Multiple long butterflies into earnings (goog)

Discussion in 'Options' started by scriabinop23, Apr 15, 2007.

  1. Let me preface this: I'm very long goog right now via outright May and Apr calls, but want to get my strategy balanced before earnings, so either IV or a large adverse directional move doesn't kill me. I'm taking a very concentrated position. A mixture of in the money, and heavier position of out of the money (480-500 May, 440-460, 490 Apr) calls.

    So my thought would be to somehow get paid on lack of movement just in case. I devised the three relatively low cost spreads below to cover me in the following ratios:

    1x Apr 430/460/490 call spread.

    2x Apr 480/500/520 call spread.

    2x Apr 390/420/450 put spread.

    Of course these butterflies are short the middle legs -2x, and long the wings 1x.

    These spreads have weak points, but are positioned to benefit from touches of key resistance and support. The first spread obviously has the highest cost, thus the ratio of 1x purchase ratio to the other spreads. But this cost is offset of course by probability of success.

    I figure the put side will cover me quite nicely in case we get a negative surprise. Of course, one could argue even adding a 430/440/450 put spread (very low cost) might be an even better high probability failure hedge bet in case of an earnings failure.

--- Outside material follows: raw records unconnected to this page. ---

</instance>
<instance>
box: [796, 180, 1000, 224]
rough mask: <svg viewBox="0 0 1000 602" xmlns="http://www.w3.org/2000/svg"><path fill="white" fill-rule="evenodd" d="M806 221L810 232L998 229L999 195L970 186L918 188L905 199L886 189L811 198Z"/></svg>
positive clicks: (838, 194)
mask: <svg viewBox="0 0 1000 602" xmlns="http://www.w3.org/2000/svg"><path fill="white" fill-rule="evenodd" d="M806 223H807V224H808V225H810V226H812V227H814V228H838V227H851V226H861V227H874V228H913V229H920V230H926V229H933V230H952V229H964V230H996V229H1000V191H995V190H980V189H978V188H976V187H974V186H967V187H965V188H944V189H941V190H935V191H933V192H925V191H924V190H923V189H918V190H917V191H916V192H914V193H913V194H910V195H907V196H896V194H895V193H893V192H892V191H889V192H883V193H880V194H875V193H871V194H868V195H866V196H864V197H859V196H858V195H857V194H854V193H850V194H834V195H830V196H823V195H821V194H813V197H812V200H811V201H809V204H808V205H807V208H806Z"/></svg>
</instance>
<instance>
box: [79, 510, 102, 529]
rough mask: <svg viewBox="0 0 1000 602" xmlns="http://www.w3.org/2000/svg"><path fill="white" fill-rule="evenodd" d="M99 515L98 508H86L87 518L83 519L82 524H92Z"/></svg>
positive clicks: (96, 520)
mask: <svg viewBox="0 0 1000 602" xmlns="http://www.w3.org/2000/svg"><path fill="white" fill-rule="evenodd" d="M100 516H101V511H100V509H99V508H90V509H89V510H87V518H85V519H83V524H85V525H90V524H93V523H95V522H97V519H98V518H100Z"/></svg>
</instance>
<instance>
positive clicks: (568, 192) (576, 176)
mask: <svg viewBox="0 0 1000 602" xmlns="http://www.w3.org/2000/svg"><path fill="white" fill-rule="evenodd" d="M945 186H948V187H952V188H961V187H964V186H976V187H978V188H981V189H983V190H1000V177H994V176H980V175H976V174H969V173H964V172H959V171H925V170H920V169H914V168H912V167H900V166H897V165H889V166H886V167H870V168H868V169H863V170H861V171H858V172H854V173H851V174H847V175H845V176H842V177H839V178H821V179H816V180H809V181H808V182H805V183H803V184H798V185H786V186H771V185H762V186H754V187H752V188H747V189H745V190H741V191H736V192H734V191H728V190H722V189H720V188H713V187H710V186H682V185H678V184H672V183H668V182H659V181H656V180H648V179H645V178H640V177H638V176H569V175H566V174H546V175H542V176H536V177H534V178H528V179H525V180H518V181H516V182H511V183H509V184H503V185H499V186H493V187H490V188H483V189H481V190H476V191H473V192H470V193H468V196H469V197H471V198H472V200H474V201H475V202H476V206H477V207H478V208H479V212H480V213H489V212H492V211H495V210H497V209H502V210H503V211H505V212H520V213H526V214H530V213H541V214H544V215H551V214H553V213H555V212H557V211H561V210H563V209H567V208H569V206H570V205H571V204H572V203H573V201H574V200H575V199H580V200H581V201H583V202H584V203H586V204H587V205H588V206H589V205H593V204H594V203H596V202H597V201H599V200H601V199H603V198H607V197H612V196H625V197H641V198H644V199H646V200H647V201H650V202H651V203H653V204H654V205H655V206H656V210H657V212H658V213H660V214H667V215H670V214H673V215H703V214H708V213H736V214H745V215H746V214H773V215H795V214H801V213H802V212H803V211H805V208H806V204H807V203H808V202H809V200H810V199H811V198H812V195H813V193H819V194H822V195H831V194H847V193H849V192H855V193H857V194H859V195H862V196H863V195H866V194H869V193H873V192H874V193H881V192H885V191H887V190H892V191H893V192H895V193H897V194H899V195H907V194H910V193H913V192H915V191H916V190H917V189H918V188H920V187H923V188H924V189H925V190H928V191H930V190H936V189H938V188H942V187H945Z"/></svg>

At the put spreads' weak spot of 450, it overlaps the highest cost call spread (430/460/490) enough where the call spread profits will make up for its losses.

    Any ideas here? Anyone like? Dislike? Any thoughts on using these butterflies as a 'financing method' to allay risk from going outright out of the money further month calls?
  2. MTE


    Personally, I think that creating a 9-leg hedge is bit too much. The slippage alone would kill ya on this.
  3. I agree.. it's a bit excessive. Why not just buy some puts and turn it into a long strangle/straddle
  4. Buying butterflies is a method of selling straddles with defined risk. so its exact opposite as you suggest. Thats my intent at least.

    My idea here is to keep a long strangle on the back months and try to profit on either a disappointment or no movement to offset my losses in the rear month long options.

    once again the search for a holy grail. but in this case, where there are so many strikes with relatively tight spreads, and a minimal holding time (one day before earnings and expiration), this seems like a unique opportunity.

    my game plan may be to buy the out of the money butterflies (cheap with narrower strikes) earlier in the weak, and buy the final wide butterfly near the end of earnings day (so if we are at 500 already on a runup, I didn't end up wasting 10.00 of premium on a 430/460/490 spread).

    I've reconsidered my strikes. Here is my current idea [assuming the stock doesn't move much this week]:

    this is all april.
    seems excessive, but these things are dirt cheap.

    430/440/450 put spread (+1/-2/+1) x2
    410/430/450 put spread (+1/-2/+1) x2
    480/500/520 call (+1/-2/+1) x2
    430/460/490 call (+1/-2/+1) x1

    and finally, cap the position off with a shitload of long 490 may calls. i really am blurred by my view by lack of potential downside on the stock (considering valuation), so I don't even think its worth buying May puts below support [430/440]. I figure I'm covered enough on the put spreads from 420-440 strike range.

    fundamentally as you see, my butterflies are neutral to bearish (short IV or weighed to profit on disappointment) in focus, while my outright calls are my power punch.
  5. MTE


    12-leg hedge:confused:......'nuf said.

  6. have you ever tried it?
  7. MTE


    As I said, the slippage is just way too much. I prefer the KISS method. There is no position that will cover all possible outcomes, which is seemingly what you are trying to achieve.
  8. you know what - you're right.
    i charted this out,and the returns are minimal. with a variety of combinations, returns average 1:1 except a few focused price points.

    not worth the effort. just better off maybe buying one butterfly at most along with my outright long calls.

    nonetheless, a worthwhile exercise at the drawing board.
  9. Long GOOG vols and use YHOO's (17th) and AMZN ( 18th) reports for gamma scalping.
  10. if you don't mind, can you explain this procedurally? ie example of buy GOOG 2x 470 call, short 100 GOOG stock. Then at 471, short 10 shares more goog stock. Then 470, cover 10 shares. At 469, sell 10 shares, etc.

    Whats a practical increment? Every $2?

    PS: I found this:

    I assume you only intra day this method, since you can't appropriately hedge gaps in gamma.